Projekt aaPzM/5

Paradalis hat zu einem interessanten Projekt aufgerufen:

 ”30 Wochen, 30 Buchstaben, 30 Aussagen”

Diesmal geht es um den Buchstaben “E
mit der Aussage “Es war einmal…“

 Salz war einmal das „weiße Gold“!

In früheren Zeiten war Salz sehr kostbar. Als die Menschen begannen, sesshaft zu werden, siedelten sie bevorzugt in der Nähe von Salzlagerstätten. Sie begannen Salz zu produzieren, das sie benötigten, um Lebensmittel länger haltbar zu machen.
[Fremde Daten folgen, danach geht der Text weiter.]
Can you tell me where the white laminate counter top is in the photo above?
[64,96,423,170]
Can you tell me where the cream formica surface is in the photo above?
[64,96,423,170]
Die ersten Hinweise zu Salzfundorten und Salzhandel in Europa stammen aus der Zeit von vor etwa 3.000 Jahren.

Salz galt früher als fälschungssicheres Tauschmittel, denn man konnte ganz leicht am Geschmack erkennen, ob der Stoff wirklich salzig war. Außerdem konnte Salz nicht schlecht werden. Nur nass werden durfte es auf keinen Fall, sonst schwamm der ganze Reichtum fort. Salz galt lange als wertvoller Edelstein und bekam daher den Namen „das weiße Gold“.

Auf Lanzarote kann man heute stillgelegte Salzseen besichtigen und dort habe ich auch meine Fotos gemacht. Auf den ersten Blick meint man, eine Eisfläche zu erkennen. Eines Besseren belehrt einen eine Geschmacksprobe! :mrgreen:

 

In oder Out

In der heutigen Zeit ist es wirklich oft eine reine Geschmackssache, ob man im Trend liegt und das, was IN ist wirklich mag, oder sich zu den OUT-Konsumenten zählen lassen muss, weil man eben seinen „eigenen Geschmack“ hat!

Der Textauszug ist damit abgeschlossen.